What we contribute to GNNs is that the traditional NRL and GNN models listed above need to be re-trained all over again for different datasets and tasks, while our proposal PF-HIN only needs fine-tuning using a small number of task-specific parameters for a specific task and dataset, after pre-training via self-supervision tasks.

2.3 Graph pre-training

There exist relatively few approaches for pre-training a GNN model for downstream tasks. InfoGraph [37] maximizes the mutual information between graph-level embeddings and sub-structure embeddings. Hu et al. [38] pre-train a GNN at the level of nodes and graphs to learn local and global features, showing performance improvements on various graph classification tasks. Our proposed model, PF-HIN, differs as we focus on node-level transfer learning and pre-train our model on a single (large-scale) graph.

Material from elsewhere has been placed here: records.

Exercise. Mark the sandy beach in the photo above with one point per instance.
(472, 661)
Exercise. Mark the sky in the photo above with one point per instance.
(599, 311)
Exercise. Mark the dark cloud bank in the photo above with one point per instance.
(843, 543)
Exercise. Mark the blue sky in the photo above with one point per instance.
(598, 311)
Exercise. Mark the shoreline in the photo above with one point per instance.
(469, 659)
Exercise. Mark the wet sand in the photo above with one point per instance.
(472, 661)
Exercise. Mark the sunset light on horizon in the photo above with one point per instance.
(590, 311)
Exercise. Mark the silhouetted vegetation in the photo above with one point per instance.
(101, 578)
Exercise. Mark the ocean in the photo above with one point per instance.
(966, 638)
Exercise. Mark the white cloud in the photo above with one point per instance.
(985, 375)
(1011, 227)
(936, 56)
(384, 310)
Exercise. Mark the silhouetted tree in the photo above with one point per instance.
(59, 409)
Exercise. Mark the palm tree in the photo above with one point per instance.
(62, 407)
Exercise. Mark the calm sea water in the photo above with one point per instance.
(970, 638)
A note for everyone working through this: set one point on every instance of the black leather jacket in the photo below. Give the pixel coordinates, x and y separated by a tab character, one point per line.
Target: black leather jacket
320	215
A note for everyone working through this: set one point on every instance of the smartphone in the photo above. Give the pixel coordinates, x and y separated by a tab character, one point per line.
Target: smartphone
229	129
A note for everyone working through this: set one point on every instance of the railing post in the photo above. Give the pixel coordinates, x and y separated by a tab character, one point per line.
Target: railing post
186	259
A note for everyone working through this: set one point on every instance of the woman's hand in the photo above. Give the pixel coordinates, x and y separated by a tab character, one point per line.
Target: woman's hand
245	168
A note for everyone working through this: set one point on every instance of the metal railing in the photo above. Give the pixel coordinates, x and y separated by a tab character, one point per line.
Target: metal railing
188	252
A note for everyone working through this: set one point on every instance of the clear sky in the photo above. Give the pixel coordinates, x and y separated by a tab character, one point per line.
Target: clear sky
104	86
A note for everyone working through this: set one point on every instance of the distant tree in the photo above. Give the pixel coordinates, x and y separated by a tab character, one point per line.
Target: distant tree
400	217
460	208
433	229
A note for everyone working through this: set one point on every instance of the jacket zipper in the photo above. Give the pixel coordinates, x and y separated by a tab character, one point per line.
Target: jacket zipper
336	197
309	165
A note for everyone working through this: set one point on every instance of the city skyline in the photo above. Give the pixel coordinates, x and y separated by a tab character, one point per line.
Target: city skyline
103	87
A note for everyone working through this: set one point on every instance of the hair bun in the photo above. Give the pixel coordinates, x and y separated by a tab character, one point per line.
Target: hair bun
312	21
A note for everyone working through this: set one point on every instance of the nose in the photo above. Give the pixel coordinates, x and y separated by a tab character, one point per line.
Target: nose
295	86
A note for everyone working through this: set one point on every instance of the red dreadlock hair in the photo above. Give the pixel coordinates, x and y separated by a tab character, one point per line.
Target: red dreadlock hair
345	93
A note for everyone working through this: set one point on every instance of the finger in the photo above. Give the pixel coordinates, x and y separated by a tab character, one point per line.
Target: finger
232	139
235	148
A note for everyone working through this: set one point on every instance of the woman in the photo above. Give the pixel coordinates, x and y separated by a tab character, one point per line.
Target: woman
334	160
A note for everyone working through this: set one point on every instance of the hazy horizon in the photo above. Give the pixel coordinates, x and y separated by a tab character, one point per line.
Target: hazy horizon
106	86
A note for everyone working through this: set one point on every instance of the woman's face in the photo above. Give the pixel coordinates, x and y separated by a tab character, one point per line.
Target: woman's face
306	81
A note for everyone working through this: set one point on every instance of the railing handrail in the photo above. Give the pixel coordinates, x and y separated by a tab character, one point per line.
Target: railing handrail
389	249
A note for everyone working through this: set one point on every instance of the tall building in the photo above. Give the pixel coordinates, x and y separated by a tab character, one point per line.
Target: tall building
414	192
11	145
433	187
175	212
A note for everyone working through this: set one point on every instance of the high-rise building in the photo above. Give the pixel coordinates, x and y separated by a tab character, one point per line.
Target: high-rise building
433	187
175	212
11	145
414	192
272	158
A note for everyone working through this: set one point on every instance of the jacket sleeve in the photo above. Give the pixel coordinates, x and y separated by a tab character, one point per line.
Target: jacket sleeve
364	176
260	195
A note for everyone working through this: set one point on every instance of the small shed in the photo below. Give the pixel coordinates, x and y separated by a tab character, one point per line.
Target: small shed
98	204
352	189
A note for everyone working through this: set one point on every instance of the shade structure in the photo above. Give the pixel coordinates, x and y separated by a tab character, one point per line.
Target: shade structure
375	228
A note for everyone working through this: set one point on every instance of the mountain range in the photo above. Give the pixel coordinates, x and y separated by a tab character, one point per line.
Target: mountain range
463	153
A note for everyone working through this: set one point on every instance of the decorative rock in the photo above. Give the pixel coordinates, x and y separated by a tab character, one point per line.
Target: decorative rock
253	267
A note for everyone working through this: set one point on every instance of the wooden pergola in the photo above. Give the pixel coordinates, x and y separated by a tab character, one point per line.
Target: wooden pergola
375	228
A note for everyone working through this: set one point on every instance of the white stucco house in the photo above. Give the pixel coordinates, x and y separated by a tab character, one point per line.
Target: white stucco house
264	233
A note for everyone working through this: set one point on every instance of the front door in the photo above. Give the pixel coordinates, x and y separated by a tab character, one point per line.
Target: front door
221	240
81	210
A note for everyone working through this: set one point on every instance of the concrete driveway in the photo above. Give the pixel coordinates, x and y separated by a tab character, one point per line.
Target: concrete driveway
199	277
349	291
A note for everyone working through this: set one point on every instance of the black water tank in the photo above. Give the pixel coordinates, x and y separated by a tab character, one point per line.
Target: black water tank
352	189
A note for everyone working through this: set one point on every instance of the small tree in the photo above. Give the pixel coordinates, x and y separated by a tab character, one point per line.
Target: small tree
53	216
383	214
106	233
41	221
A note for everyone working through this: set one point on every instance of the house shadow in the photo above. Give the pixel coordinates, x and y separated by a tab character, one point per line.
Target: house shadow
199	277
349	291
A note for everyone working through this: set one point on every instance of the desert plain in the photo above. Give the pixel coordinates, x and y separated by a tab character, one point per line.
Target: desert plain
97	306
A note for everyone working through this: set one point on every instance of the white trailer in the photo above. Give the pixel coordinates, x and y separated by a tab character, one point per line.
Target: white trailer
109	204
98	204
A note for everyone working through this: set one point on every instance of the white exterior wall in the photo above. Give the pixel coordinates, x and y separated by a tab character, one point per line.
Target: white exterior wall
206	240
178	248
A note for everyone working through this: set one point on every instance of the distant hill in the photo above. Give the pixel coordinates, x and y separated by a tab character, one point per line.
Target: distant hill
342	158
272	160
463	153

Hu et al. [39] design three pre-training tasks: denoising link reconstruction, centrality score ranking, and cluster preserving. GPT-GNN [17] adopts HGT [36] as its base GNN and uses attribute generation and edge generation as pre-training tasks. Hu et al. [17] only conduct their downstream tasks on the same dataset that was used for pre-training. GCC [16] designs subgraph instance discrimination as a pre-training task and uses contrastive learning to train GNNs, with its base GNNs as GIN; then it transfers its pre-trained model to different datasets. However, it is designed for homogeneous networks, not apt to exploit heterogeneous networks. Hwang et al. [40] proposes to adopt meta-path prediction as a pre-training task, which is to predict if two nodes are connected via a meta-path. The authors have not assigned a name for this method, so use MPP to refer to it in this paper.

What we contribute to graph pre-training on top of the work listed above is that we are able to not only fine-tune the proposed model across different tasks and different datasets, but can also deal with heterogeneous networks.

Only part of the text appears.